Box 5. Box 5 Dangers posed by OBA excesses
From the following article
Michael J Russo & David Balekdjian
Nature Biotechnology 26, 173 - 182 (2008)
doi:10.1038/nbt0208-173
Clearly, OBA policies carry the danger of swinging the pendulum too far in the opposite direction. There is a real risk that, taken to inappropriate extremes, OBA policies will overly restrict access and choice to patients with reasonable medical need, perhaps resulting in diminished outcomes and higher costs (in some cases).
All stakeholders can agree that we must hold the system to high standards, directing dollars to the highest value opportunity and encouraging safe and effective use of the right treatments for the right patients. These are the principles espoused by an outcomes-based system. However, as insurance programs roll out OBA-based programming, there are some real negative consequences that come with policies that go too far or are engaged without appropriate planning.

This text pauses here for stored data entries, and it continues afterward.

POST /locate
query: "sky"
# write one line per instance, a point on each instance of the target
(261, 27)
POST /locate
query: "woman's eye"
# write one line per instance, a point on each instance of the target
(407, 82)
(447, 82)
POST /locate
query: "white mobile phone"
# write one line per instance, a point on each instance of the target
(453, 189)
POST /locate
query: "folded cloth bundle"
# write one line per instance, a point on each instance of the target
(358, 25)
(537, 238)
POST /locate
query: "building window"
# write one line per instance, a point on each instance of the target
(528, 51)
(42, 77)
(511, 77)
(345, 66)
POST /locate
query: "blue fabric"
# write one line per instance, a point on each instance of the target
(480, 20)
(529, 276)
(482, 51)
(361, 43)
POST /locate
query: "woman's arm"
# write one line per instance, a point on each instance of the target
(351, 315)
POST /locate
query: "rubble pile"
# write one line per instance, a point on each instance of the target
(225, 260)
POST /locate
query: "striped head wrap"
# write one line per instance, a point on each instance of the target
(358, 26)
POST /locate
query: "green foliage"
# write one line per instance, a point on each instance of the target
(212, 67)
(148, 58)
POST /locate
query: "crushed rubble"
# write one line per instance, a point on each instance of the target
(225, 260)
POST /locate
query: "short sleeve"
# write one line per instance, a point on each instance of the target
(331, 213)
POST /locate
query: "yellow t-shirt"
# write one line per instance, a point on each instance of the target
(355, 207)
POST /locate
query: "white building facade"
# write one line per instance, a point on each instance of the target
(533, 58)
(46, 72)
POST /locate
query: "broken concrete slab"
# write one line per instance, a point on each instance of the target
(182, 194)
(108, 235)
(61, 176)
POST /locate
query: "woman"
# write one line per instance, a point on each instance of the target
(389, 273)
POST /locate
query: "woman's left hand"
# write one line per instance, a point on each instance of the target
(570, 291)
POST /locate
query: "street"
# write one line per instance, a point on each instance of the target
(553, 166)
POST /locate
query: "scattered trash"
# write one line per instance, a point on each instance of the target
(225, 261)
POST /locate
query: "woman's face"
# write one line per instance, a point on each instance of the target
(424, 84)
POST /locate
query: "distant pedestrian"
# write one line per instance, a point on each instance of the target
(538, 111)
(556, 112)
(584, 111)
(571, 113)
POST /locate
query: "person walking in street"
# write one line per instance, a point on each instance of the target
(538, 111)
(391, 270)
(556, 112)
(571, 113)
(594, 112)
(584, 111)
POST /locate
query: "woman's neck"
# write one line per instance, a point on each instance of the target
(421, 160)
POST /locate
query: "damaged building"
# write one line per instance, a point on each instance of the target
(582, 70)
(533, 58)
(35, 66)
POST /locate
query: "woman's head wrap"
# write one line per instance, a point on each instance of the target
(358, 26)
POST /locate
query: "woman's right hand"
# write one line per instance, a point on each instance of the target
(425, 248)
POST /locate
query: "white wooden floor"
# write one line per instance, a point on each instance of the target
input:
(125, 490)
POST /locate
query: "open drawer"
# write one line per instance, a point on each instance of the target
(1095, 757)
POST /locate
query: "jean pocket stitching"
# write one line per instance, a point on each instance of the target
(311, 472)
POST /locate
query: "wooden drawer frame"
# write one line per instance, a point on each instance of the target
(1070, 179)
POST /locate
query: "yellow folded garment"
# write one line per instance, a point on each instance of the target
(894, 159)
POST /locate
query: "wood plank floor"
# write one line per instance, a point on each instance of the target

Denying patients medically necessary care. Patient care must always come first and cannot be risked in the face of cost containment strategies. The system has already moved quite far from the heart of what insurance as a concept is meant to represent. A system is emerging in which 'coverage' does not equal 'access'. Even if a particular biologic, for example, is covered by an employer-funded policy, several programs will deny patient access to that drug, even in the face of it being considered medically necessary. Formularies, patient out-of-pocket expenses and prior authorizations have evolved well beyond their original intent. Managed-care executives, with whom we speak regularly, do not deny that demanding very high patient copayments, in the hundreds or even thousands, for example, presents a significant barrier to receiving treatment even for the eligible and those at disease risk. Step therapy programs, likewise, may necessitate that a patient be put on an inferior drug and fail before being allowed access to the state of the art. We have worked extensively with patient groups across many targeted disease areas, including psoriasis, rheumatoid arthritis and hemophilia; some affected individuals suffer disease progression and more deleterious outcomes as they move through these machinations and perhaps even give up.

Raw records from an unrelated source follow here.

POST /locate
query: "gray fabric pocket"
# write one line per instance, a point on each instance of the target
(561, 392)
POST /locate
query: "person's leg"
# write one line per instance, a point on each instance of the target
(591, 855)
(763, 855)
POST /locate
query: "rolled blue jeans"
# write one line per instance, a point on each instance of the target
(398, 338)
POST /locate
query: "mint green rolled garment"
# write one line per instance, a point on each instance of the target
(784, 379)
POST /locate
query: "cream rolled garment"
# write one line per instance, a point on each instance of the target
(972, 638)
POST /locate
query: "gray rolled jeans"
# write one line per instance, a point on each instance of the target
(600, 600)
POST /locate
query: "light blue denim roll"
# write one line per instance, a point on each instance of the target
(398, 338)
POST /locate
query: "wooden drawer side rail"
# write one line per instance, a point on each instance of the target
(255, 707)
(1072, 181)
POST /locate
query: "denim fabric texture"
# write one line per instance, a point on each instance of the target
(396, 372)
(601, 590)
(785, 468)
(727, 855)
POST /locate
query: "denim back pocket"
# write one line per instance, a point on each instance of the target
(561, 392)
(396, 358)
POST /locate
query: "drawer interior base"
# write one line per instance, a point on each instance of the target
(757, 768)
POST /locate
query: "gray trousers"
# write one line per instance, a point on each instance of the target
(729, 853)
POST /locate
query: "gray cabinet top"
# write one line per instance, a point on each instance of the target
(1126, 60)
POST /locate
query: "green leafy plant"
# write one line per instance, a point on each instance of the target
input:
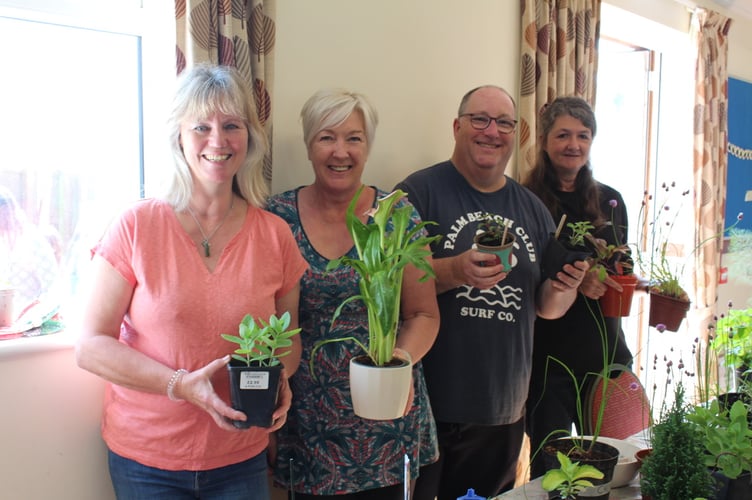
(385, 247)
(494, 231)
(570, 478)
(260, 343)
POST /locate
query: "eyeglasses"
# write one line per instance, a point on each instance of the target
(481, 122)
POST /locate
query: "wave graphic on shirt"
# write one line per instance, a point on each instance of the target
(506, 296)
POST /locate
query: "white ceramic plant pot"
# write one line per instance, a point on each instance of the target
(379, 393)
(7, 313)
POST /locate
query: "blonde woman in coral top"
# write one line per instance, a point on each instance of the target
(169, 276)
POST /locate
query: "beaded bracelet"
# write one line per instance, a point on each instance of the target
(173, 382)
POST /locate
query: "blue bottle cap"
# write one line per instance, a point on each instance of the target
(471, 496)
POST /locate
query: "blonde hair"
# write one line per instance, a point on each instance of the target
(202, 91)
(329, 108)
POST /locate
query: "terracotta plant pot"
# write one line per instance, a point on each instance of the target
(504, 252)
(667, 310)
(379, 392)
(603, 457)
(616, 304)
(556, 255)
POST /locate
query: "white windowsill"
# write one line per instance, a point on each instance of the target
(31, 345)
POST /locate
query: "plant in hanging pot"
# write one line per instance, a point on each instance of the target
(493, 237)
(570, 478)
(587, 450)
(669, 301)
(385, 246)
(255, 369)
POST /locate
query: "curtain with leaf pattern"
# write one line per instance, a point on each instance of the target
(710, 162)
(239, 33)
(558, 57)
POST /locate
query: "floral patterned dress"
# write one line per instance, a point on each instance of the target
(331, 450)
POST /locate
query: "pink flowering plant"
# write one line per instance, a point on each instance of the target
(664, 265)
(610, 258)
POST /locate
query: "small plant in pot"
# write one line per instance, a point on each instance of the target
(570, 478)
(255, 369)
(493, 237)
(566, 247)
(385, 246)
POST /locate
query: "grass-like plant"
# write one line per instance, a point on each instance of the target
(259, 344)
(385, 247)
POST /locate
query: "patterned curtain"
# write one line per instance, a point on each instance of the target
(558, 57)
(237, 33)
(710, 30)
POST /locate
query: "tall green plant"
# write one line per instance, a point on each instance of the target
(385, 247)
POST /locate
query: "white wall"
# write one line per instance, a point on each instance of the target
(414, 60)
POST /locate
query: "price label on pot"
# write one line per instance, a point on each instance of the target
(254, 381)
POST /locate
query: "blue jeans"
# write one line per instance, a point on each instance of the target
(245, 480)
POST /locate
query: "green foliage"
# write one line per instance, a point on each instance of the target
(259, 344)
(733, 338)
(578, 232)
(494, 231)
(385, 247)
(570, 478)
(676, 466)
(727, 437)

Increasing downstream medical costs. In many cases, policies that delay or deny care in the name of pharmacy cost-savings will only create longer-term medical cost increases. Because pharmacy benefit managers do not share any risk on the medical side, it is in their best interest to keep drug costs down despite any downstream increase in medical expenditures. We have learned through our own payer studies that even in integrated insurance companies, with their own internal pharmacy benefit managers and specialty pharmacy, many of these decisions are made in a compartmentalized fashion. Though they strive to fulfill this mission, their systems and resources simply aren't adequate to perform all necessary integrated analyses of costs and outcomes. If the consequences of a policy are not fully understood in a rigorous fashion, perhaps they should be delayed or shelved.
Usurping the role of the physician. One critical fact must be restated. The central role of the physician in making clinical care decisions must be preserved and kept paramount. Unfortunately, we have already seen their role often usurped by clinical guidelines and usage policies. As early as 1999, physician groups at the American Association for the Study of Liver Diseases (Alexandria, VA, USA), for example, expressed fear that guidelines were being misused as categorical rules of treatment, invoked to deny physicians the opportunity to individualize patient care as they saw fit. Evidence-based medicine should not be abused in this fashion.

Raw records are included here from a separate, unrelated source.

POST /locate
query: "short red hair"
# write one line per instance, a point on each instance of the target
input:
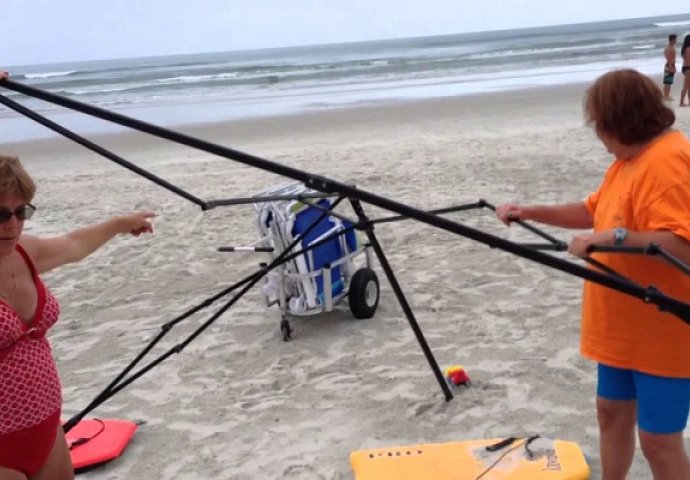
(628, 106)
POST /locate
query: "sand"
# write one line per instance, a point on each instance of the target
(238, 402)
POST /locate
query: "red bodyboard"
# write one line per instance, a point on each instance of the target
(96, 441)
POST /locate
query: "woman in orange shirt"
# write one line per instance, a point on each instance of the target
(643, 354)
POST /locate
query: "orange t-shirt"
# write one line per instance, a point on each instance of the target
(650, 192)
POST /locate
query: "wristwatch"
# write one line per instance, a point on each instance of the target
(619, 236)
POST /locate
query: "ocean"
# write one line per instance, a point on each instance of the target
(181, 89)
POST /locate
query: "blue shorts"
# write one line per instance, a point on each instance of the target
(663, 403)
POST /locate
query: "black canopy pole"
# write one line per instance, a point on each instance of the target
(323, 184)
(100, 150)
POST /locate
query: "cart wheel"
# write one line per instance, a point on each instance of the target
(364, 293)
(286, 329)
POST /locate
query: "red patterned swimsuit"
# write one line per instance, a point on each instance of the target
(30, 391)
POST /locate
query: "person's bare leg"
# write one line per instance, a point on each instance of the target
(616, 436)
(666, 455)
(59, 463)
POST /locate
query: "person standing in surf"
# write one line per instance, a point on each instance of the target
(32, 443)
(642, 353)
(685, 56)
(670, 65)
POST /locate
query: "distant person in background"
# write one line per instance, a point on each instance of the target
(685, 55)
(670, 66)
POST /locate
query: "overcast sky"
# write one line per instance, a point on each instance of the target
(48, 31)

Stifling innovation. Taken to their extreme, OBA policies can stifle the diffusion of innovation, allowing access to revolutionary products only at a premium. If this occurs, investment in medical technologies and drugs will simply be too risky in many disease areas. Furthermore, this must not be allowed to trickle upstream, making areas of applied research less viable because reasonable treatments already exist. All major players in the system must strike a balance, understanding that innovation is often incremental, and setting value expectations, pricing and access accordingly.